Finally bury the hype! Living in the Metaverse? I prefer to eat stones

The Metaverse is coming. And I look forward to his arrival about as enthusiastically as a prisoner tied to the tracks watches a train approaching him. In five to ten years it is said to be so far. Since Facebook himself in last summer Meta renamed and announced that its thousands of employees will now work with all their might on this beautiful digital dystopia, sorry, exciting future, one ridiculous forecast follows the next: It is predicted that it will generate several hundred billion US dollars in a few years EpicGames-Chef Tim Sweeney. Possibly even more important than the Internet and book printing together, puts the journalist Richard Gutjahr on top.

The devil shits on the biggest pile, one of my aunts used to say. Well, so do tech CEOs, it seems. Under the term Metaverse, the bullshit seems to be piling up to the sky. Under this label, millions and billions are thrown after every idea, no matter how crazy. Patents for the Metaverse are granted by Nike until Gucci registered, virtual regions in Metaverse games like “The sandbox” Bought for huge sums. For the Metaverse prophets, the new digital world seems to be something like the glue that will one day bind together all the profitable mega-hypes of our time, from NFTs, blockchain to virtual reality. And they obviously sniffed it a little too hard.

The boundaries between the analog and digital world, which are already becoming increasingly fragile due to smartphones, are to be completely torn down by the Metaverse. We then exist online 24-7, work, live and love in the Metaverse, switch from one digital world to the next with our VR headset. All of these metaverses are of course connected to each other – preferably via blockchain. Then, finally!, we can go to a virtual Justin Bieber concert with our digital avatars and later give the Gucci NFT handbag bought there for some shitcoins to a dragon in “World of Warcraft” around the ears. MC Donalds announced plans to build Metaverse stores so we don’t even have to log out to order a Big Mac. Only Metaverse diapers are missing for perfect happiness.

Living in such a totally digitized world? I’d rather eat stones. And I say that as someone who spends a lot of time in games. Even as a child, my mother had to snatch the Game Boy from me regularly.
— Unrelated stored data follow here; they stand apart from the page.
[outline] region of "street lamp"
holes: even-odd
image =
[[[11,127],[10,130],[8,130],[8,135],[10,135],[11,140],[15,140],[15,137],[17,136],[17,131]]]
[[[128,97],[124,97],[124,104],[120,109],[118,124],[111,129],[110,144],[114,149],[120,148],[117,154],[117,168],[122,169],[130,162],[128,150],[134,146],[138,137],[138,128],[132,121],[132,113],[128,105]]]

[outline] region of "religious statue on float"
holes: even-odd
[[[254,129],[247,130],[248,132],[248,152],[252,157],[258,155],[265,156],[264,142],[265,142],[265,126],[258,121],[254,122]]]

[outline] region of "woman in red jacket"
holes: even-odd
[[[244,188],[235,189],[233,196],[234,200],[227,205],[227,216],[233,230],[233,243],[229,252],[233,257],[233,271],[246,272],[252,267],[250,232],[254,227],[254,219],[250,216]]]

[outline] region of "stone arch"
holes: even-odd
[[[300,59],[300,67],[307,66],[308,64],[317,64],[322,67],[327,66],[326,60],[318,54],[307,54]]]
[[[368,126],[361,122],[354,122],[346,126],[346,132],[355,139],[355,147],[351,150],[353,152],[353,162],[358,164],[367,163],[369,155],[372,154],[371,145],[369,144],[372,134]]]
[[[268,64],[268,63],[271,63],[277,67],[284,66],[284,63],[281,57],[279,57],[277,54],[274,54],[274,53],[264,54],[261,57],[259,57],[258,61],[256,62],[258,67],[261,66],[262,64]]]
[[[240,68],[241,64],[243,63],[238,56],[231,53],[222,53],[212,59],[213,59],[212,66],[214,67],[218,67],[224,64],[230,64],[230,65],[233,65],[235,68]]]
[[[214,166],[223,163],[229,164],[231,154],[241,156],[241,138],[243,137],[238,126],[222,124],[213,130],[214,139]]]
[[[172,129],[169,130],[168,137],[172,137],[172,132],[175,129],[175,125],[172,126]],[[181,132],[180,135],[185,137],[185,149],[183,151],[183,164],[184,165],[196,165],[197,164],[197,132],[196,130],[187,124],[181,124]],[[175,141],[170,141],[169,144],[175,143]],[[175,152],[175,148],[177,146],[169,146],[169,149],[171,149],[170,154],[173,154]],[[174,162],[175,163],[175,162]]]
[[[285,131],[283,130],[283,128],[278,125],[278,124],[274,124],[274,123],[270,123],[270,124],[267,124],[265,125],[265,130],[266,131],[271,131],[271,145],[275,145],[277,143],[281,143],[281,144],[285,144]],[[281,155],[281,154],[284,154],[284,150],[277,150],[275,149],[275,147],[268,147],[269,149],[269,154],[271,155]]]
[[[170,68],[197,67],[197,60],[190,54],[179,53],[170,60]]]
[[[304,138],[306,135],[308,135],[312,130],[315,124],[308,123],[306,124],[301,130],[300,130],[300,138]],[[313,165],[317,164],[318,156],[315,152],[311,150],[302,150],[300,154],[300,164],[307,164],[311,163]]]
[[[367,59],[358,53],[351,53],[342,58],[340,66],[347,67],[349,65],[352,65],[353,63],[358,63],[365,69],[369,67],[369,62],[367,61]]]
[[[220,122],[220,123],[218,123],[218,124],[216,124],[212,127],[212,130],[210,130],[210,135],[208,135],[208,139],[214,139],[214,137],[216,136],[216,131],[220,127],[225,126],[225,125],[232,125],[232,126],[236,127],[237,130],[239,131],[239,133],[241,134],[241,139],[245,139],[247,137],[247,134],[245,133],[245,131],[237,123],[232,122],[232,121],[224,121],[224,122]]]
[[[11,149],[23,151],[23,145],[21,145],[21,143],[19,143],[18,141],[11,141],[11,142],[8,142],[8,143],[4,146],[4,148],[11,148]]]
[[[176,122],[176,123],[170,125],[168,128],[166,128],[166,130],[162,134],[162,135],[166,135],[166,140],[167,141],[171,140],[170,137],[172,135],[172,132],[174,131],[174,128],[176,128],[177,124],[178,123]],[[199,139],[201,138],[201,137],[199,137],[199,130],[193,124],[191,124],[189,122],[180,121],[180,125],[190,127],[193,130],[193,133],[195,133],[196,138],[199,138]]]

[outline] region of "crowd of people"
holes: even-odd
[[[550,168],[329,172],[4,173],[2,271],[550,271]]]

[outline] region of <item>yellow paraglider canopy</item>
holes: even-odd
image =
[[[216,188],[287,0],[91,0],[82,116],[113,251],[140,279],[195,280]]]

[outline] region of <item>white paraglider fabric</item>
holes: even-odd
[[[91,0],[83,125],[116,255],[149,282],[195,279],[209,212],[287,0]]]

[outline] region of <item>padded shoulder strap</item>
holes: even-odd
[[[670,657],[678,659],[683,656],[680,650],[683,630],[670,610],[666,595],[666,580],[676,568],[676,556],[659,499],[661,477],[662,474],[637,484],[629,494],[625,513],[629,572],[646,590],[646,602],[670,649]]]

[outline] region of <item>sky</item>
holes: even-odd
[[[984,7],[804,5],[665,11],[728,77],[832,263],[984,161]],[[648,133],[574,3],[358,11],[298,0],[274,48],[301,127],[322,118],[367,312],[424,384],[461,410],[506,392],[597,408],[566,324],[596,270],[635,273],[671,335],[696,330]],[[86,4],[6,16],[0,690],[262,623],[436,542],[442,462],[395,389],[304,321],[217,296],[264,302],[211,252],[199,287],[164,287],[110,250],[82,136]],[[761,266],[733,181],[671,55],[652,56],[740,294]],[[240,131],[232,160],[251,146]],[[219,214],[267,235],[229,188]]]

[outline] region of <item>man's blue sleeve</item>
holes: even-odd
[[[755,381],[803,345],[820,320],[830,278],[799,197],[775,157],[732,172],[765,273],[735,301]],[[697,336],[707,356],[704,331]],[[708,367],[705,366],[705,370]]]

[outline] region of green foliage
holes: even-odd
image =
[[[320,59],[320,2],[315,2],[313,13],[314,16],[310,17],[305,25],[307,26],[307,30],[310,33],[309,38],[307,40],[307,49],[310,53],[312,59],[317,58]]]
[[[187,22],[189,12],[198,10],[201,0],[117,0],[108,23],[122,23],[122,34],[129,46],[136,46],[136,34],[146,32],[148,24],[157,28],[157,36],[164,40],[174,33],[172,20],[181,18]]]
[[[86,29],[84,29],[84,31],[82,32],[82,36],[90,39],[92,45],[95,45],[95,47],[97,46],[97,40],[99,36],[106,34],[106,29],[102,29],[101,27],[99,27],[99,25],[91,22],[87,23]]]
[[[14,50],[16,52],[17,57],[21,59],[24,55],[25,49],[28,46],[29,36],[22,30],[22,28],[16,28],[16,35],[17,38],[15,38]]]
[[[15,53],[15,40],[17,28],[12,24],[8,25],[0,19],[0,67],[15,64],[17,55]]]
I still don’t want to live in a Game Boy. And certainly not in the damn Matrix. Fortunately, there are signs that the hype surrounding the Metaverse is slowly dying down. Not only are they Google-Searches related to descent. More and more tech giants and game designers are picking the idea apart.

Does all this sound familiar? “Second Life” made possible in 2003 what Zuckerberg and Co. are dreaming of today.

Because whatever metaverse ideas can be implemented already existed – and failed. A virtual world in which you can live and date as 3D avatars and be bombarded with advertising by corporations like Toyota? That made “Second Life” possible twenty years ago. The success was short-lived. The inventor of the game recently said in an interview: We overestimated how much time people really want to spend in such virtual worlds. He sees the metaverse at best as a niche. Significantly, the active player counts of current Metaverse hype games like Decentraland and The Sandbox are bobbing around at a few thousand people.

And the big new promise of taking your avatar and all your belongings from one Metaverse world to the next is technically unfeasible. Virtual objects have completely different properties in each game world and are not compatible. John Carmack, inventor of “doom‘, warned: The Metaverse is a ‘honey pot trap for architectural astronauts’ who only want to look at things from the highest level. Gabe Newell, head of the largest PC gaming platform Steam, was even harsher: “Most people who talk about the Metaverse have absolutely no idea what they’re talking about.”

Even virtual reality has never really made it into the mainstream since it started twenty years ago. Hardly anyone wants to play with it. An hour or two at most. Even if technology were to improve, the need to live with giant glasses strapped to your head is likely to remain fairly minimal for most people. Who wants to suddenly see a hologram of their boss appearing in the living room at a meeting in the home office?

The writer Neal Stephenson, who invented the concept of the metaverse in his book “Snow Crash” in 1992, is currently reminding us again: he didn’t want to create a blueprint for our society, but a satirical sci-fi dystopia. But the world’s tech CEOs don’t seem to get the jokes.